« Allô ! » A peine prononcée, cette formule magique dessine un visage. « C’est moi… » « Allô ! » Ce seul mot, prononcé par le philosophe Emmanuel Levinas (1905-1995), servait de signature. Dans sa manière de le prononcer, de l’expulser avec une panique de noyé, il signifiait toute sa vie, ou le pan caché d’une autre vie, comme le raconte son biographe Salomon Malka ( Levinas, la vie et la trace, Lattès, 2002). Et, quand Piaf s’étonne devant un homme qu’elle croise – « Mais vous pleurez, Milord ! » -, elle témoigne avec les mots d’un autre mais avec sa voix rauque de sa compassion et de son vrai visage.
La voix nue possède aussi le don unique de charrier avec elle le vent de l’Histoire. Une voix puissante peut faire se lever un peuple (celle du général de Gaulle) ; une voix peut aussi le fasciner et le dompter (celle d’Hitler). La voix est un charme dont il ne faudrait pas laisser l’étude aux seuls spécialistes. Quand surgit du parvis du Panthéon, en 1964, la voix vrillée d’André Malraux évoquant la Résistance et le combat de Jean Moulin (1899-1943), c’est toute une génération qui reste marquée, comme frappée d’un sceau, par un timbre particulier, une emphase sidérante, le sortilège d’un discours porté par un grain de voix exceptionnel.
Et chaque voix a son grain. Ce grain qui accroche, retient, irrite… Ce grain qui attrape. « Le grain, c’est le corps dans la voix qui chante, dans la main qui écrit, dans le membre qui exécute », a relevé Roland Barthes. Le grain est une chair, il donne à la voix son épaisseur, sa compacité, sa sensualité. C’est lui qui habite la voix, qui la fait chanter, murmurer, vibrer, éclater. C’est lui qui permet de contester l’assertion de Buffon, le grand Buffon (1707-1788), qui disait dans une formule lapidaire : « Le style, c’est l’homme. »
Deux siècles plus tard, osons l’affirmer : « La voix c’est la fe mme », alors que celle d’Edith Piaf résonne de plus belle. La voix de Piaf porte la griffe des secrets de son enfance. C’est une voix de gueule et de gouaille. Indémodable pour l’instant. Donc véritablement exceptionnelle, car les voix se démodent presque aussi vite que les vêtements. C’est l’un des nombreux mystères des voix. Elles nous résument et nous condamnent à notre temps.
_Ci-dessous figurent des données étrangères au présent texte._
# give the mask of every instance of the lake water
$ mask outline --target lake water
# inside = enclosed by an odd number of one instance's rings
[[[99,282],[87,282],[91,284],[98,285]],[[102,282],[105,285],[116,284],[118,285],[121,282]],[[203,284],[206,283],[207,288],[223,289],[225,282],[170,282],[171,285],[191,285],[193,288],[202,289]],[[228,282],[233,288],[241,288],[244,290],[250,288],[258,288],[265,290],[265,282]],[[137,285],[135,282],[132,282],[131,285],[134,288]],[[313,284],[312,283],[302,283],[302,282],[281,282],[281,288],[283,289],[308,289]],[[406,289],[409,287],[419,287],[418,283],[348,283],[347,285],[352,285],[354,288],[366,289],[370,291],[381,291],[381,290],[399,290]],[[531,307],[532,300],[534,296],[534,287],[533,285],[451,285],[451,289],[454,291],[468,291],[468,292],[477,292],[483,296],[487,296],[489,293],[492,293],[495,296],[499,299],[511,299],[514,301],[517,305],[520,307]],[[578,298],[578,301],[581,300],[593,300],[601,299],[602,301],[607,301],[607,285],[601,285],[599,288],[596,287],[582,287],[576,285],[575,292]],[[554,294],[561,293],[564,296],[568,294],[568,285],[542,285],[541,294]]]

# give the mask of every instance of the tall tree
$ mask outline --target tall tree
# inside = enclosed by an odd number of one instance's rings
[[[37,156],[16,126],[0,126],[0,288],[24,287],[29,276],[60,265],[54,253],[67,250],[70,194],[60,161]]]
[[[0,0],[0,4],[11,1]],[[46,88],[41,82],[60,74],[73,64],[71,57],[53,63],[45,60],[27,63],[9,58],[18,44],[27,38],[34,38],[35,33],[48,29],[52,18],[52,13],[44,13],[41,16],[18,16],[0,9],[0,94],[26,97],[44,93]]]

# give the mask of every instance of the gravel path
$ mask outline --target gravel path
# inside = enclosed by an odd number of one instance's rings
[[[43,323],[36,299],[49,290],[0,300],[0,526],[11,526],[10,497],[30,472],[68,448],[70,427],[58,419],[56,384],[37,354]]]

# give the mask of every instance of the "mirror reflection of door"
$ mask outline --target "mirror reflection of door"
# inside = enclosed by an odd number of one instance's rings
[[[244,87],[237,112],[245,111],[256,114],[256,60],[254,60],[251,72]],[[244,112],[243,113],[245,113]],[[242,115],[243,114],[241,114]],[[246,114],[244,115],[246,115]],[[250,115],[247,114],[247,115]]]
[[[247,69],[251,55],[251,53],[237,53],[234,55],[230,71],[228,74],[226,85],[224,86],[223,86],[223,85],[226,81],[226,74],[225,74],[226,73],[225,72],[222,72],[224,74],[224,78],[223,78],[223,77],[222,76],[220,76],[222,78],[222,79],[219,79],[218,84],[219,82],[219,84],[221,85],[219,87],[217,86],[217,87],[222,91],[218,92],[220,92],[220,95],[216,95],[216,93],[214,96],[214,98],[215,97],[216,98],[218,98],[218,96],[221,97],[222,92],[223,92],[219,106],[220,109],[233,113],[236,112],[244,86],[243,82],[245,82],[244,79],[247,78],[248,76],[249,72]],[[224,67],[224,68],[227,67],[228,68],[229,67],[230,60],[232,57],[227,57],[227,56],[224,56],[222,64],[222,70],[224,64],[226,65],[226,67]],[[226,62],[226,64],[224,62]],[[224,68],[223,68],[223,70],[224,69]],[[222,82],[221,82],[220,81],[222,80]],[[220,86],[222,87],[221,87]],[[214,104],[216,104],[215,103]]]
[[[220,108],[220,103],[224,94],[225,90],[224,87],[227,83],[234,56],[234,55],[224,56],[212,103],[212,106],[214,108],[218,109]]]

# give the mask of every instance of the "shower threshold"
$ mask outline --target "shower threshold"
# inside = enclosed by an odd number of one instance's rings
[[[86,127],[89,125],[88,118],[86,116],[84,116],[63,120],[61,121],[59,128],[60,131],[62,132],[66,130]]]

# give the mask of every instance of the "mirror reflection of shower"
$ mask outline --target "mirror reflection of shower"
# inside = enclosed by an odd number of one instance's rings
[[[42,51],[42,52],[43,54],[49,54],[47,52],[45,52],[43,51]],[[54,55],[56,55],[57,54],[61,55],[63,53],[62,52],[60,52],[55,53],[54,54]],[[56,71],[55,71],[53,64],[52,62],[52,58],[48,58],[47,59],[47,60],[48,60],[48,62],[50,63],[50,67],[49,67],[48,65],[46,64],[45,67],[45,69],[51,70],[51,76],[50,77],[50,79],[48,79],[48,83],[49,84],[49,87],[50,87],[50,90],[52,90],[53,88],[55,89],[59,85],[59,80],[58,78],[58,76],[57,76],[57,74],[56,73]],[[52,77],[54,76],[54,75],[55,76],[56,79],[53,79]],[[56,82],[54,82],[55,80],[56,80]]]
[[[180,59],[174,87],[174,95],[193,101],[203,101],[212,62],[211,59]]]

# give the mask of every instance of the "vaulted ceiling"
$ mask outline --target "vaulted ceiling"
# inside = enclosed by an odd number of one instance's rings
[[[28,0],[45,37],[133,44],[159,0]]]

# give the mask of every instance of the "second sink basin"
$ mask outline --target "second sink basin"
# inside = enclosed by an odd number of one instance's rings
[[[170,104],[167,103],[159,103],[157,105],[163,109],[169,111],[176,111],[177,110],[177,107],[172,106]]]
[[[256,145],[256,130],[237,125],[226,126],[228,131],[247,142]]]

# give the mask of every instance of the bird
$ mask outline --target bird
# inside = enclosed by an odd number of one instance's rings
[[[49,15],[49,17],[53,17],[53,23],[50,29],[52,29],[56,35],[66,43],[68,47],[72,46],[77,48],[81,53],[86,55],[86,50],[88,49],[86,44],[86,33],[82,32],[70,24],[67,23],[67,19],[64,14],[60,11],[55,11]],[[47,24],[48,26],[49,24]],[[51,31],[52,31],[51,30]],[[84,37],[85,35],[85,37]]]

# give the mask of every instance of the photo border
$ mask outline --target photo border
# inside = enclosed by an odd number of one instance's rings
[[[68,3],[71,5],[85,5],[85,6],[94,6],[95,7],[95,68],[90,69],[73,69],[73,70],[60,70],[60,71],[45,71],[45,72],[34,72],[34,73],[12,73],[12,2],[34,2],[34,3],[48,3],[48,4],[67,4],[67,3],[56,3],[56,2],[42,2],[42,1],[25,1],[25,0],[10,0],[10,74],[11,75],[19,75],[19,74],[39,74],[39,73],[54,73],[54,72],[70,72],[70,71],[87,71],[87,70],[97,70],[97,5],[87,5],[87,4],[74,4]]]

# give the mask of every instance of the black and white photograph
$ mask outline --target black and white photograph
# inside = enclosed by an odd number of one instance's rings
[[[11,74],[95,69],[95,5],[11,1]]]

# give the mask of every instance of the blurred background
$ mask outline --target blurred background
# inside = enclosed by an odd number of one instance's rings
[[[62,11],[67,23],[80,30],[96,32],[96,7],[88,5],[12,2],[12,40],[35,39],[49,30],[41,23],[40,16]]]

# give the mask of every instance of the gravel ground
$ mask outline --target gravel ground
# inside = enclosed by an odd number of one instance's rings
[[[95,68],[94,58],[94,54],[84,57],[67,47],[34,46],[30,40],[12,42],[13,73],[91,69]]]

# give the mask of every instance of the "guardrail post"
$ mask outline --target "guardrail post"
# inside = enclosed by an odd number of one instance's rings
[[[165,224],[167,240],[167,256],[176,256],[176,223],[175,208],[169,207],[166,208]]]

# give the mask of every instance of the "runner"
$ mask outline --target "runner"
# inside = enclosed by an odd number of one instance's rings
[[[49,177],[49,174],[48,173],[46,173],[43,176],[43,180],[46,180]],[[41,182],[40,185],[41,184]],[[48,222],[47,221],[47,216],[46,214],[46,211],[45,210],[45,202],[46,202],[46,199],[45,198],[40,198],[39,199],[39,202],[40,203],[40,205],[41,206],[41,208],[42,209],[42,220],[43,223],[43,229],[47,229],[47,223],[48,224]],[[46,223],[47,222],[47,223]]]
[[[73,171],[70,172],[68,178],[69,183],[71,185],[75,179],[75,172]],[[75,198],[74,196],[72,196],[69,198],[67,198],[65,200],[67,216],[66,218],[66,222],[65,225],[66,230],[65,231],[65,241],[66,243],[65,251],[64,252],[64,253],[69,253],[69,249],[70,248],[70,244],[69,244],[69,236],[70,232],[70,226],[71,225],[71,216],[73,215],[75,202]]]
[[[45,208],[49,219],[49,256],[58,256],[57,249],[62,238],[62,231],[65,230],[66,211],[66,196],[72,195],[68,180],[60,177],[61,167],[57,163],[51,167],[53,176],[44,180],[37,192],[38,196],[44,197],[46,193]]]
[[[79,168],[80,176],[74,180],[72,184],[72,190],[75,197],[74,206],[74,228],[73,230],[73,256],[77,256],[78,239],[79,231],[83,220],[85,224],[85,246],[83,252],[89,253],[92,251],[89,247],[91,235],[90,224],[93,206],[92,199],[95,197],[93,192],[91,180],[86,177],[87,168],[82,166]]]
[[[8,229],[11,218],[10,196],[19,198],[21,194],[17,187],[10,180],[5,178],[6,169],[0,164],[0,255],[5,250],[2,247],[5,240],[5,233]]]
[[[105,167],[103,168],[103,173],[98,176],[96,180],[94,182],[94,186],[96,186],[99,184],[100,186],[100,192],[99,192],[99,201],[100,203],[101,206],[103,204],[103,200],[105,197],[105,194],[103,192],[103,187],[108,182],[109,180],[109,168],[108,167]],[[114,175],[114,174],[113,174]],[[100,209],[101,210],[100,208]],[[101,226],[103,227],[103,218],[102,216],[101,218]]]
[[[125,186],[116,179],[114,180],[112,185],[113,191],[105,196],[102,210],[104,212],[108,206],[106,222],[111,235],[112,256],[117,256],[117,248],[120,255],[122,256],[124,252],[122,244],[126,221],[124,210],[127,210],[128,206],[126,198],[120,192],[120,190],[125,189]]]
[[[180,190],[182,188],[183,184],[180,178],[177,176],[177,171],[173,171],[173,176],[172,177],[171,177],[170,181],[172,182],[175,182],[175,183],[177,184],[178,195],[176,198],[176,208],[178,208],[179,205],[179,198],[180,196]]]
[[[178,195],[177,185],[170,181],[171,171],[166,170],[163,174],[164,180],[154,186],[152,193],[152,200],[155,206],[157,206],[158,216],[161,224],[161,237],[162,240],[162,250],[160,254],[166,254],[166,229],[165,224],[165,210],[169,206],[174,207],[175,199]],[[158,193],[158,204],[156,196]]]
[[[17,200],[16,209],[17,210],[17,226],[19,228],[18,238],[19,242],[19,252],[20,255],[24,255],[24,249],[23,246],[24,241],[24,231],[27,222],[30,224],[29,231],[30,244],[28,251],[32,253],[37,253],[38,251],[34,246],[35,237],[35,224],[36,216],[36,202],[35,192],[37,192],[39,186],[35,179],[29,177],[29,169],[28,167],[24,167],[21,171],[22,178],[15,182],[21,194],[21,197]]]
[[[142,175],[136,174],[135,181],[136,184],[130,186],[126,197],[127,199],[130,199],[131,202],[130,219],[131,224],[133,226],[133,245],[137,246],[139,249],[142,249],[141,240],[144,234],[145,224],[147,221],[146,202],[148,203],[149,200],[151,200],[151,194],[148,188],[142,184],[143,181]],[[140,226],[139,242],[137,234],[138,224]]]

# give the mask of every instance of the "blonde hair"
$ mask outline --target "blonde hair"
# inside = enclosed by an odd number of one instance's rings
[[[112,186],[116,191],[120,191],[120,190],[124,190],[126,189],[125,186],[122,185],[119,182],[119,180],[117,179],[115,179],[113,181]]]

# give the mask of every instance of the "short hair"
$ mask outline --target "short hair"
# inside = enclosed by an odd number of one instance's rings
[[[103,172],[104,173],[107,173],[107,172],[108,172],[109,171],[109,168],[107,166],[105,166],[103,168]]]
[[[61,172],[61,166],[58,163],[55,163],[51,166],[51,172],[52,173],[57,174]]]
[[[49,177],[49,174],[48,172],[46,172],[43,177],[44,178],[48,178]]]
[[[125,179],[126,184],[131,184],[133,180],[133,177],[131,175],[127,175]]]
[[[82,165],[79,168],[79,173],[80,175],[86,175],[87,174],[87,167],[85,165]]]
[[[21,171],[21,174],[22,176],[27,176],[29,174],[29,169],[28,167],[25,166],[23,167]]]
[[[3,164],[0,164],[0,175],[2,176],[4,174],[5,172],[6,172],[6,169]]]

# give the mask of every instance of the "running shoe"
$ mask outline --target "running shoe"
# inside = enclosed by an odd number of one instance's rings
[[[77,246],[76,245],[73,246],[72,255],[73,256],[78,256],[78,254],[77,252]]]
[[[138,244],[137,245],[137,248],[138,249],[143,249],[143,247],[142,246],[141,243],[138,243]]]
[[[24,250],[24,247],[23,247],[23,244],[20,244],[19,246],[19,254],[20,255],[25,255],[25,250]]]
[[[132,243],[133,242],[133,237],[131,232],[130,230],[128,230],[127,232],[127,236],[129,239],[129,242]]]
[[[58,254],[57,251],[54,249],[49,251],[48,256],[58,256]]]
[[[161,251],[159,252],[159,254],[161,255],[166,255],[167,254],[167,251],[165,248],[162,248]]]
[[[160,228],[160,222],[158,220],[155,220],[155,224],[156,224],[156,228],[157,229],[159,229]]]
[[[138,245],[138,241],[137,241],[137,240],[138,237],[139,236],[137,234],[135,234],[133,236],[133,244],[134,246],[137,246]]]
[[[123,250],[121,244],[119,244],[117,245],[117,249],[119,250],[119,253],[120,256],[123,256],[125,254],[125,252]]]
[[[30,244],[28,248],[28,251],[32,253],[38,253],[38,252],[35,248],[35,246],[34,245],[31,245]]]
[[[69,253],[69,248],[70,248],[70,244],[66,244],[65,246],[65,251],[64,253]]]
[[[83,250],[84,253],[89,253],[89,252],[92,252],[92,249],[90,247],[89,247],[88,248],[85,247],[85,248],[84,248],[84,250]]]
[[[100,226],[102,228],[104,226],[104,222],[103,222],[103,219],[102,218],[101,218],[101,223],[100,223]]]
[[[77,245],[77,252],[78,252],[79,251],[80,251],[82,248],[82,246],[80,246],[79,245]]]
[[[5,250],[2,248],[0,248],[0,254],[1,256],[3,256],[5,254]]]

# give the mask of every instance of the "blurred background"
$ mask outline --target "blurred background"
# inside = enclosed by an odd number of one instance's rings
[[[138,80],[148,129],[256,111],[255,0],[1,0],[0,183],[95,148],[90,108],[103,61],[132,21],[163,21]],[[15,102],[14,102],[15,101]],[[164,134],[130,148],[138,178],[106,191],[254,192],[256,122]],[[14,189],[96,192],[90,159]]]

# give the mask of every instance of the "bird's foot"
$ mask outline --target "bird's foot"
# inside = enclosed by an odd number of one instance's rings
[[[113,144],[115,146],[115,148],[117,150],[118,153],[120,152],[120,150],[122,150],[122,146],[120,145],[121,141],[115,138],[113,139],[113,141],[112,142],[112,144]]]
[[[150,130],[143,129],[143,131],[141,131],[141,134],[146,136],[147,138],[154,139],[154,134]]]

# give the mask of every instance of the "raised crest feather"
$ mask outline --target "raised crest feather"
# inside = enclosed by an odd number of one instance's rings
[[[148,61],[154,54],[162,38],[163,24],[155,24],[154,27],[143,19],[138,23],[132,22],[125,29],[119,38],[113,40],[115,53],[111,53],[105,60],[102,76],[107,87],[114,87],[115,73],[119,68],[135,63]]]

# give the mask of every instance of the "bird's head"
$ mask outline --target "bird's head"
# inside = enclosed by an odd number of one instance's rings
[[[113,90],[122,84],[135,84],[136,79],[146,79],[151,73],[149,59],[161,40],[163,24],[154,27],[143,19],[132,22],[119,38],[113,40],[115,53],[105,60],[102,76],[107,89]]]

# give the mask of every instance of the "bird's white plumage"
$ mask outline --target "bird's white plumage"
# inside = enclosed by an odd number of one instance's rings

Comment parlait César ? Sur quel ton ? Quel était son timbre, son rythme, ses inflexions de voix ? Nous ne le saurons jamais. Et nous serions de toute manière désagréablement surpris. Comment Robespierre plaçait-il sa voix ? Et Danton ? Et Saint-Just ? Leurs voix étaient-elles chaudes ou métalliques ?
Jusqu’à présent, nulle voix n’est jamais parvenue à se bonifier depuis que la technique permet de les graver. Pour elles, le demi-siècle semble une éternité. Au-delà, elles semblent désuètes. Littéralement, elles nous éloignent et nous mettent mal à l’aise. Trop déconcertantes. Le cinéma parlant en donne la mesure. Avez-vous en mémoire la voix de Gérard Philipe ? Non ? Conservez plutôt le souvenir de son allure et de son regard !
Il y a encore peu, les voix étaient plus légères et sautillantes, presque suraiguës pour une oreille d’aujourd’hui. Les voix d’hommes s’envolaient, les voix de femmes crissaient. Jean Gabin était à part. Il a inauguré une époque, celle des voix bourrues et lourdes, chargées de glaise, au moment précis où les hommes désertaient la campagne. Comme de Gaulle, dont les basses ont fait vibrer les Français avant de les lasser. Mais c’est une autre histoire.